The topic of unethical practices in performing medical tests (among other instances of unethical behaviour) has been brought into international focus by an essay written by a gynaecologist Dr Arun Gadre from Pune and published in the British Medical Journal (BMJ) on February 24, 2015. Particular emphasis has been placed on the excessive use of expensive tests for pecuniary motives.
The role of tests
Tests are requested after the doctor has obtained a detailed account of the origin, duration and progress of the illness from patient and family. The recording of this history is followed by a careful, detailed clinical examination of the patient. On completing the examination and reviewing the findings in the light of the history, the physician arrives at one or more possible diagnoses. In many instances, where the diagnosis is unequivocal, the physician may not require any tests and may proceed to treatment.

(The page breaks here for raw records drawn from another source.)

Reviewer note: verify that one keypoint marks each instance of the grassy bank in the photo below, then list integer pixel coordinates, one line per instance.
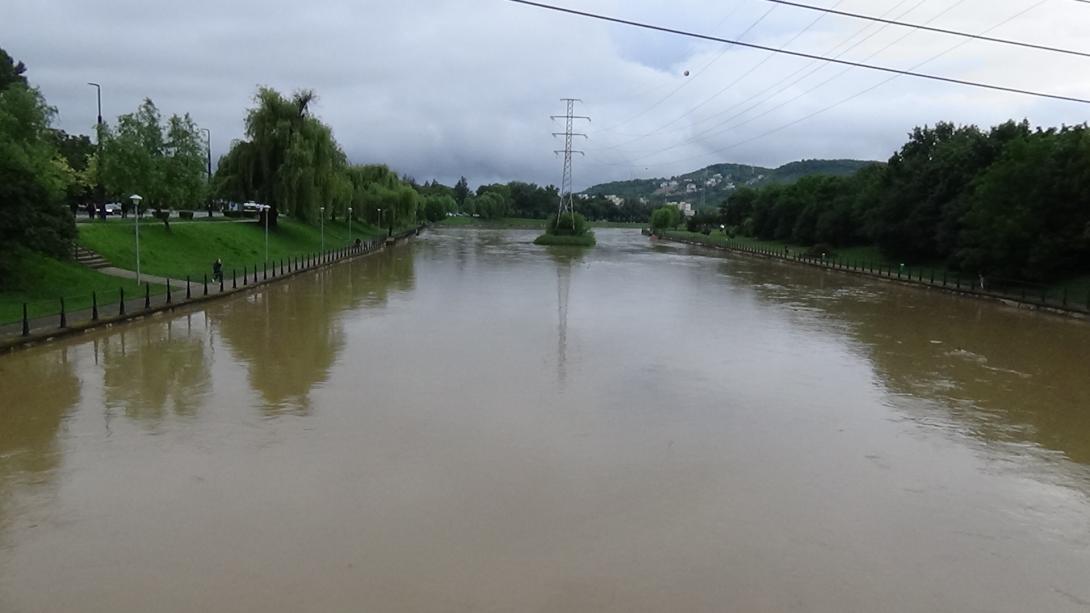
(40, 281)
(190, 249)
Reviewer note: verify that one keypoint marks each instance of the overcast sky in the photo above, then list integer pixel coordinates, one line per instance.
(438, 88)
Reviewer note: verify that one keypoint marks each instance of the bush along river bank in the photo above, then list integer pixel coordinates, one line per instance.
(1057, 301)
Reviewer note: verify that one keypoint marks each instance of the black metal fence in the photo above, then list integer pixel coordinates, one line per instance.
(81, 310)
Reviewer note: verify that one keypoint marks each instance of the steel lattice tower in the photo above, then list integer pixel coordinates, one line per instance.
(567, 201)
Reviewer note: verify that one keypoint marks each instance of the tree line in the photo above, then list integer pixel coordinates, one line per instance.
(1010, 201)
(36, 177)
(289, 159)
(518, 199)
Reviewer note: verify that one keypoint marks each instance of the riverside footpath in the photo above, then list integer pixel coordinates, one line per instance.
(174, 293)
(1019, 296)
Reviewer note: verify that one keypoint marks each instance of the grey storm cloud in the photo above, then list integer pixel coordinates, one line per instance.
(440, 88)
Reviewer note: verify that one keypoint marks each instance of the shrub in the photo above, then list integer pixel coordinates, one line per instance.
(819, 250)
(567, 225)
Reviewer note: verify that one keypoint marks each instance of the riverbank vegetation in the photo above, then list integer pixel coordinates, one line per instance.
(190, 249)
(1010, 202)
(569, 229)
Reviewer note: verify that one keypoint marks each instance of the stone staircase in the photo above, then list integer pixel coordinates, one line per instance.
(89, 259)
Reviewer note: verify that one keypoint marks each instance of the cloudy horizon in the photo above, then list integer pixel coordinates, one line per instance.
(440, 88)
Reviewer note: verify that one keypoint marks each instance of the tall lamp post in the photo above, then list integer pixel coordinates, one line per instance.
(98, 142)
(267, 211)
(136, 199)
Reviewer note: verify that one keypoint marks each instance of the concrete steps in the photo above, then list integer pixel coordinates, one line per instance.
(89, 259)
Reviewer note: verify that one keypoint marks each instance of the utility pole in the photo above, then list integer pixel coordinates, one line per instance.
(567, 202)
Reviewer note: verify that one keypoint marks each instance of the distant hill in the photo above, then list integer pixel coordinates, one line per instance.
(721, 180)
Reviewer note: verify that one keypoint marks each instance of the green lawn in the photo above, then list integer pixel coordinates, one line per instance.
(190, 249)
(40, 281)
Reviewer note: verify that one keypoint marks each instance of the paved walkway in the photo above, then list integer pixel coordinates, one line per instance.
(144, 277)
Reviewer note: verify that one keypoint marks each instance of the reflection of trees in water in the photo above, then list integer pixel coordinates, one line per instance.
(155, 369)
(566, 260)
(289, 335)
(1007, 376)
(37, 391)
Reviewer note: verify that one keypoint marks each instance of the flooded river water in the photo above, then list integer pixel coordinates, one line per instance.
(474, 423)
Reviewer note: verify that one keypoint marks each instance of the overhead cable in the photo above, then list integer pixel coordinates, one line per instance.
(804, 55)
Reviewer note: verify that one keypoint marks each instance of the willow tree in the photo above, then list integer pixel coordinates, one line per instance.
(289, 158)
(161, 160)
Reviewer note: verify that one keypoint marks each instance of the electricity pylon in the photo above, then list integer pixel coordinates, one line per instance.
(567, 201)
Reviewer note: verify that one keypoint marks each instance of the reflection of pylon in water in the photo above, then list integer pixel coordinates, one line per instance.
(562, 286)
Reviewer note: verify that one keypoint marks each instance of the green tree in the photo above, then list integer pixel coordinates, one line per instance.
(461, 190)
(11, 72)
(492, 205)
(33, 176)
(289, 159)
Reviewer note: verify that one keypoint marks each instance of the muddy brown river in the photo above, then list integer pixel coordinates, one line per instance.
(472, 423)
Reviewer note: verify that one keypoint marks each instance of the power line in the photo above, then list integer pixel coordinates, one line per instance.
(838, 103)
(688, 81)
(929, 28)
(807, 56)
(788, 77)
(567, 203)
(722, 127)
(728, 86)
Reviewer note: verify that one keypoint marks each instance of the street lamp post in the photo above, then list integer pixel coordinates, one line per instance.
(267, 209)
(136, 199)
(98, 142)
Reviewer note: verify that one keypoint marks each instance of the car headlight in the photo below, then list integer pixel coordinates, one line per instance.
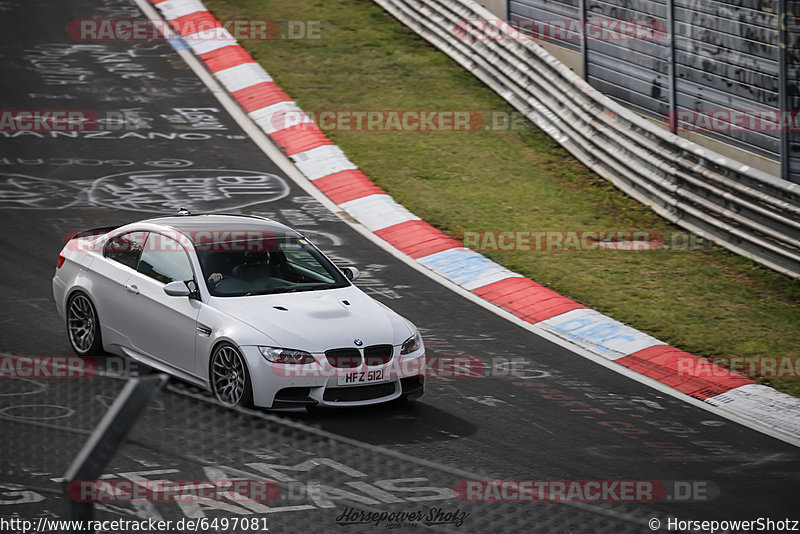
(287, 356)
(411, 344)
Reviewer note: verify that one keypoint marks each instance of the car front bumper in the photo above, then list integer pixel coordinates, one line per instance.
(317, 384)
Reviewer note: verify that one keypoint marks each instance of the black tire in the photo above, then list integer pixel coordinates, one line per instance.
(83, 326)
(229, 377)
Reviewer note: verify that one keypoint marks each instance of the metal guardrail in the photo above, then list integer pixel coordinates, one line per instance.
(747, 211)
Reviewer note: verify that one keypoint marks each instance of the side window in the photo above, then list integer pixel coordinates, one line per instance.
(125, 248)
(165, 260)
(300, 257)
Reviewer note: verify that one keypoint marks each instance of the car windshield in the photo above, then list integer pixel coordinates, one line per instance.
(263, 267)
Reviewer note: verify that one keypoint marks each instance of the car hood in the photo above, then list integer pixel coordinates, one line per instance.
(316, 321)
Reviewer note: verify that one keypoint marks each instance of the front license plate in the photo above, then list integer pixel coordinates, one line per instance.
(353, 378)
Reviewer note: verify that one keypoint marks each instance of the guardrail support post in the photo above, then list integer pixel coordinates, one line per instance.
(673, 102)
(783, 87)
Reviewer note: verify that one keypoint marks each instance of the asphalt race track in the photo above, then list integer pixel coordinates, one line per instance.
(164, 142)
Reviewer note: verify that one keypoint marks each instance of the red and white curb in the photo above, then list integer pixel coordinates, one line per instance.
(326, 166)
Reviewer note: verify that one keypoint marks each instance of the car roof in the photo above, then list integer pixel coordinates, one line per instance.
(223, 225)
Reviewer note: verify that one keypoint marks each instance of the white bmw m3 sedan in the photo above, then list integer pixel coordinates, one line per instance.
(243, 306)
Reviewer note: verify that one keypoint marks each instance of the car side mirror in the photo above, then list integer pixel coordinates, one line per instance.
(177, 289)
(351, 273)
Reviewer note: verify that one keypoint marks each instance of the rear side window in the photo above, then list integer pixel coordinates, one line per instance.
(165, 260)
(126, 248)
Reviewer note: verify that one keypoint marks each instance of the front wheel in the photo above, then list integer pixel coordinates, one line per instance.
(230, 380)
(83, 326)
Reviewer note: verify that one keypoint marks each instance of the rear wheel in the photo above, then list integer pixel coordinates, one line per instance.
(83, 326)
(230, 380)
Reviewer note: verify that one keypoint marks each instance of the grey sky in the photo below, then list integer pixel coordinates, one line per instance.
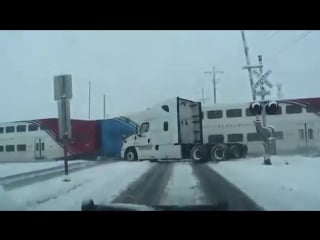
(139, 68)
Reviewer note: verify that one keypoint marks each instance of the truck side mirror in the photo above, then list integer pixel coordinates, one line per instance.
(272, 108)
(255, 108)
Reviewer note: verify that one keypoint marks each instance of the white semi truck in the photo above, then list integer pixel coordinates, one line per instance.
(173, 130)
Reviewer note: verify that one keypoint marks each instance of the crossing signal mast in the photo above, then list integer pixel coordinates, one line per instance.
(261, 108)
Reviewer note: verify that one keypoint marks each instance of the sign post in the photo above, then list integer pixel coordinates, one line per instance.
(63, 94)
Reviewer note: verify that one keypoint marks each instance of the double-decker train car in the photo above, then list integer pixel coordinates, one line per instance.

When the diagnosis is not clear and may be one of several possibilities, the doctor requests tests that will eliminate the unlikely possibilities and focus attention on what ails the patient. These tests may be in the form of examination of the blood, urine, sputum or other body fluids or tissues or some form of imaging ranging from X-ray films to sonography, isotope scans, computed tomography (CT), magnetic resonance (MR) scans and positron emission tomography (PET) scans. Accurate and appropriate treatment can now be recommended. So far, so good.
Unethical practices
The problems under discussion arise from greed in the two parties – the doctor requesting the tests and those performing them. The latter individuals and groups, attempting to garner a greater share of the business, offer incentives – financial and otherwise – to the referring doctor for each test ordered.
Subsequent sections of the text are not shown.